Au niveau communautaire, plusieurs textes sont applicables : La réglementation de la COBAC qui est l'organe de supervision bancaire créé par la Convention de l'UMAC de 1990 et confirme par le Traité de la CEMAC. Elle est spécifiquement chargée de surveiller les banques et établissements de crédit (banques commerciales, établissements de microfinance, institutions financières spécialisées).

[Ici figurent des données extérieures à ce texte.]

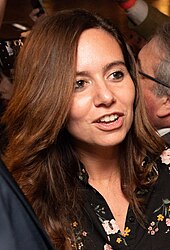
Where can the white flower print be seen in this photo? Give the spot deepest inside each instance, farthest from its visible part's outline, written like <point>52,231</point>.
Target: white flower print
<point>165,156</point>
<point>110,227</point>
<point>107,247</point>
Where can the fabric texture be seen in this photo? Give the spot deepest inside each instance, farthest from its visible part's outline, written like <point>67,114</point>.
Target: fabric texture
<point>100,231</point>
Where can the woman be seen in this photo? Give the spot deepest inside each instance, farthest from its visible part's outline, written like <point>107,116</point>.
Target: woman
<point>78,136</point>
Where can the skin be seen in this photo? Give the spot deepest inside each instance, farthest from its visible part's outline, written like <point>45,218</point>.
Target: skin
<point>157,107</point>
<point>103,87</point>
<point>98,93</point>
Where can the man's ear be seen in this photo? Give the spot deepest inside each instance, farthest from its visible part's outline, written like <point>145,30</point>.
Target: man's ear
<point>164,108</point>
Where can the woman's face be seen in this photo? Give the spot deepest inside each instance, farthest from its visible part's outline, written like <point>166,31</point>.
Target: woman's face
<point>101,111</point>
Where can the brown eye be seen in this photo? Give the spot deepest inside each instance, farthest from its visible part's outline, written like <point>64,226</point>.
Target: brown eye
<point>116,76</point>
<point>79,84</point>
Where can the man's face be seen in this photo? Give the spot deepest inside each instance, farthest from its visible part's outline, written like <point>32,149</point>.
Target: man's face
<point>148,59</point>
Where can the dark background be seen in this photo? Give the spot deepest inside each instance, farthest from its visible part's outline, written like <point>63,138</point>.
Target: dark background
<point>17,11</point>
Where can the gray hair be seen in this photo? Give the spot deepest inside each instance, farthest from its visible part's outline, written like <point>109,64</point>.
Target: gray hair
<point>162,71</point>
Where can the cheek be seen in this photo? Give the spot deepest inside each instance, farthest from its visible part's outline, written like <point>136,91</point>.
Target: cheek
<point>79,110</point>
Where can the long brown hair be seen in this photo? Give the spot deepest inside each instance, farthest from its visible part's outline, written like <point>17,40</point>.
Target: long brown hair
<point>39,151</point>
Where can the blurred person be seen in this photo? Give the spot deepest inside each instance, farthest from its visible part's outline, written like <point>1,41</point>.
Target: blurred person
<point>154,68</point>
<point>2,10</point>
<point>143,17</point>
<point>19,227</point>
<point>80,145</point>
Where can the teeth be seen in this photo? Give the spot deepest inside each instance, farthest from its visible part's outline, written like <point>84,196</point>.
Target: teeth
<point>110,118</point>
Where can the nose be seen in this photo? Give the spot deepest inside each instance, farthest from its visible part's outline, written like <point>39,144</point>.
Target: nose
<point>103,95</point>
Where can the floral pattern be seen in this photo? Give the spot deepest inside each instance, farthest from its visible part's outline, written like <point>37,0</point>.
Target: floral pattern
<point>159,223</point>
<point>165,157</point>
<point>162,217</point>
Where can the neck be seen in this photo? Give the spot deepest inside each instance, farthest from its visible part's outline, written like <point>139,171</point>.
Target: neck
<point>102,165</point>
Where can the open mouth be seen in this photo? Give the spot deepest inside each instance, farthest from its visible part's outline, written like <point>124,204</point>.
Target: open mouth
<point>108,118</point>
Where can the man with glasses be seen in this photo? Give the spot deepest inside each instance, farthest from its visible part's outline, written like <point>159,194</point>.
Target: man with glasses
<point>154,69</point>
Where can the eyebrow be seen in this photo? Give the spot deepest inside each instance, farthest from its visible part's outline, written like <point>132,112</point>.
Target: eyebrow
<point>105,68</point>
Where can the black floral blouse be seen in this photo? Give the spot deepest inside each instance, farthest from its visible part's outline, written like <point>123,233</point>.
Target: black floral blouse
<point>100,230</point>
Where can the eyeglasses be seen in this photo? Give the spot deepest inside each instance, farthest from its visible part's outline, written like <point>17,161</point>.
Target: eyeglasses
<point>153,79</point>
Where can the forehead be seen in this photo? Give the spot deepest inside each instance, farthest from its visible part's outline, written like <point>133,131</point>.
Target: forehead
<point>97,45</point>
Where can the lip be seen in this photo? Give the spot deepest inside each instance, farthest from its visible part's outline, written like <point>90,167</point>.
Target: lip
<point>120,114</point>
<point>112,125</point>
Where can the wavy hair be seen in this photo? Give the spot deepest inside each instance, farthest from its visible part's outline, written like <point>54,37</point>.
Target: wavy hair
<point>39,152</point>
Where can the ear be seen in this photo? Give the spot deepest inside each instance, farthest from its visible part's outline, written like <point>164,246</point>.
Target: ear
<point>164,108</point>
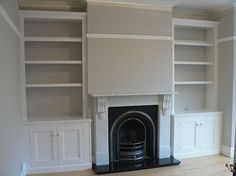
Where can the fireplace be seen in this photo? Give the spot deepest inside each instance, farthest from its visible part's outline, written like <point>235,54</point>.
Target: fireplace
<point>132,134</point>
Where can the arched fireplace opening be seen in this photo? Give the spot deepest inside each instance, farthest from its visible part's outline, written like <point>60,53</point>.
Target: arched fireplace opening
<point>133,134</point>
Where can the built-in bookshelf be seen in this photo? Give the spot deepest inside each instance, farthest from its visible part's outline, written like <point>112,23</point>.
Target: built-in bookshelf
<point>195,66</point>
<point>53,65</point>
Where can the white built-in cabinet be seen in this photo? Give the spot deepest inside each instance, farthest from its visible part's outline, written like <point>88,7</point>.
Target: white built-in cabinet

En sus, la Convention de l'Union Monétaire de Afrique Centrale (UMAC) de 1994 (notamment dans ses articles 29 et 32) qui précise les objectifs principaux de I'UMAC, notamment l'adoption d'une réglementation bancaire harmonisée, le renforcement de la réglementation communale en matière bancaire et financière, et la garantie de leur contrôle.
A cela s'ajoute, l'argument de l'application du principe de subsidiarité. Ce principe de subsidiarité, qui est un principe fondamental du droit communautaire, veut qu'une autorité régionale ne peut intervenir que si les mécanismes nationaux sont défaillants ou insuffisants. Dans le cas présent, la CDC relève qu'elle dispose déjà d'un cadre de supervision établi par la loi nationale, ce qui renforce l'argument selon lequel la COBAC ne peut justifier son intervention.
Dans son communique final de la dernière réunion du Groupe de Travail chargé des propositions consensuelles pour la supervision des activités des Caisses des Dépôts et Consignations (CDC) et la gestion des avoirs en déshérence dans la CEMAC, la BEAC ne semble pas vouloir donner suite à ces positions et arguments juridiques tant elle fait savoir que : " un consensus s'est dégagé sur la pertinence et la qualité de l'avant-projet de texte relatif à la gestion des comptes inactifs et des avoirs en déshérence : tandis qu'au détriment de la majorité, les deux CDC (Cameroun et Gabon [ NDLR]) en activité se sont dites opposées à celui relatif à la supervision totale de leurs activités par la COBAC, privilégiant une supervision partielle, limitée à leurs activités bancaires. Les versions révisées de ces documents, intégrant les ultimes propositions des membres, seront finalisées et présentées aux différentes instances communautaires compétentes de la CEMAC, pour décision".